When a driver brakes an automobile, friction between the brake disks and the brake pads converts part of the car's translational kinetic energy to internal energy. If a 1250 kg automobile traveling at 37.2 m/s comes to a halt after its brakes are applied, how much can the temperature rise in each of the four 3.5 kg steel brake disks? Assume the disks are made of iron (cp = 448 J/kg·°C) and that all of the kinetic energy is distributed in equal parts to the internal energy of the brakes.
To find out how much the temperature can rise in each of the brake disks, we need to calculate the change in internal energy.

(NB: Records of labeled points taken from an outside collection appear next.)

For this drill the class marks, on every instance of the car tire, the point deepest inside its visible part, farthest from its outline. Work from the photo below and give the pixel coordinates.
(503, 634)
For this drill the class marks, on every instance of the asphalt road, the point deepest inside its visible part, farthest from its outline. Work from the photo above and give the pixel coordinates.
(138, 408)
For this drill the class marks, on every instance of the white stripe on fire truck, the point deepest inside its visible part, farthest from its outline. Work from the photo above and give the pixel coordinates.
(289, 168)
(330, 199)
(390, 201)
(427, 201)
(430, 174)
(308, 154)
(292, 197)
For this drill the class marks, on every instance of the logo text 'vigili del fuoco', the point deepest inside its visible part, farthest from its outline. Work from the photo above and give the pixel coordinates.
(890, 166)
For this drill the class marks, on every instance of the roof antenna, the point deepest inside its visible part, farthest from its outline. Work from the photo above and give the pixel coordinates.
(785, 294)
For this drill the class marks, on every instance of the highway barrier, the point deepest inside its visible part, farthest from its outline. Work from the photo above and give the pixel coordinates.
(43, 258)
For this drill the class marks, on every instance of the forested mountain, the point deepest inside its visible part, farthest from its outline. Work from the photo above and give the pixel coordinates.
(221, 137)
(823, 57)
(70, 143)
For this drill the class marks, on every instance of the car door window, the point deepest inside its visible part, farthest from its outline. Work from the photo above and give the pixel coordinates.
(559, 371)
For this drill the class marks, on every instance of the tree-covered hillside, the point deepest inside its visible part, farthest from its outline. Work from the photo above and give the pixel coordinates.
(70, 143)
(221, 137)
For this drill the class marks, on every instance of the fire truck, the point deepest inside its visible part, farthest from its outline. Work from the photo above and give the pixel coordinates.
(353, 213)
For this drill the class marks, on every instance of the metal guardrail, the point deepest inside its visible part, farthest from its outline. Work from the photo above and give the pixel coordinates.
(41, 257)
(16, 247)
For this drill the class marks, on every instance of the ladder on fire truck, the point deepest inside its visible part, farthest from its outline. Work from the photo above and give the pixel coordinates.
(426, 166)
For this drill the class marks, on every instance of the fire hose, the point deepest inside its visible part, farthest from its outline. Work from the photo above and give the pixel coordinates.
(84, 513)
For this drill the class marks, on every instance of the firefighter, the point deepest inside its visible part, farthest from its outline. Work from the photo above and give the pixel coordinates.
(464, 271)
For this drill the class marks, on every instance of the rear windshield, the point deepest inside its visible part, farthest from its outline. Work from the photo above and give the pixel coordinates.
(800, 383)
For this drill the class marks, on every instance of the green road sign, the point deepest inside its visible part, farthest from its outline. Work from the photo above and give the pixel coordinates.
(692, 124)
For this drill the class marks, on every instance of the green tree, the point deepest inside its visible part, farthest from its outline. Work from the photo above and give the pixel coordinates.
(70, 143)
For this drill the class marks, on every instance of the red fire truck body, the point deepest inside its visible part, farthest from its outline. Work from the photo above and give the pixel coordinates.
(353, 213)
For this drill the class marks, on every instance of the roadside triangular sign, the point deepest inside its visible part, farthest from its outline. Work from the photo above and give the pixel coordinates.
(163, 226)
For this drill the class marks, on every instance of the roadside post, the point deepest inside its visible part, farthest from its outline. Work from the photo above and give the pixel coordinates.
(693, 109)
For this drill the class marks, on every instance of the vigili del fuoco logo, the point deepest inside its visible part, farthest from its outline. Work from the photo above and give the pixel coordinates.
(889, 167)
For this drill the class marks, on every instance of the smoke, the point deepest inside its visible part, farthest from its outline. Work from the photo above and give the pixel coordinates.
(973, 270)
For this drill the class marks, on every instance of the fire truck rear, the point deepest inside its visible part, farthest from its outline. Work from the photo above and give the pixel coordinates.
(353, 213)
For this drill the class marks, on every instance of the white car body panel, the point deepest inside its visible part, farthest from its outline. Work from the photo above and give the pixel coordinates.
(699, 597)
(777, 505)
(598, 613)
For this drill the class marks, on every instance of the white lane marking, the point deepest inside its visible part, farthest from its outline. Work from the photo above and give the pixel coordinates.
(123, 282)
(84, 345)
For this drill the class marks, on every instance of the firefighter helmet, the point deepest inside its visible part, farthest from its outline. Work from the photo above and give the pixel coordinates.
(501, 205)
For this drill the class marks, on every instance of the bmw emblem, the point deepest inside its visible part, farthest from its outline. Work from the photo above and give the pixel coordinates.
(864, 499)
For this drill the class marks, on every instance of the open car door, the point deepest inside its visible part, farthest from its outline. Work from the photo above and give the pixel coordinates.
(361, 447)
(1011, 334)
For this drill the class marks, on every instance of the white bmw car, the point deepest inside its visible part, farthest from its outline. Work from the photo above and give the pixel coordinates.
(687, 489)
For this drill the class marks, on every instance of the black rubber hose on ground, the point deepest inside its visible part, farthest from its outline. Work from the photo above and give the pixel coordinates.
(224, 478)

The change in internal energy can be calculated using the equation:
ΔE = mcΔT
where ΔE is the change in internal energy, m is the mass of the object, c is the specific heat capacity, and ΔT is the change in temperature.
In this case, we have four brake disks, each with a mass of 3.5 kg. The specific heat capacity of iron is given as cp = 448 J/kg·°C.
First, we need to calculate the initial kinetic energy of the car:
KE = (1/2)mv^2
where m is the mass of the car and v is its velocity.
Plugging in the values, we have:
KE = (1/2)(1250 kg)(37.2 m/s)^2
Next, since all of the kinetic energy is distributed equally among the four brake disks, we need to divide the initial kinetic energy by four:
KE_disk = (1/4) KE
Now, we can calculate the change in internal energy for each brake disk using the equation mentioned above:
ΔE_disk = mcΔT
Plugging in the values, we have:
ΔE_disk = (3.5 kg)(448 J/kg·°C)ΔT
Since the change in internal energy is equal to the initial kinetic energy of each disk (ΔE_disk = KE_disk), we can equate the two equations:
(3.5 kg)(448 J/kg·°C)ΔT = (1/4) KE
Now, we can solve for ΔT:
ΔT = ( (1/4) KE ) / (3.5 kg)(448 J/kg·°C)
Substituting the values for KE and solving:
ΔT = ( (1/4) (1250 kg)(37.2 m/s)^2 ) / (3.5 kg)(448 J/kg·°C)
Calculating this expression will give us the change in temperature (ΔT) that each brake disk will experience.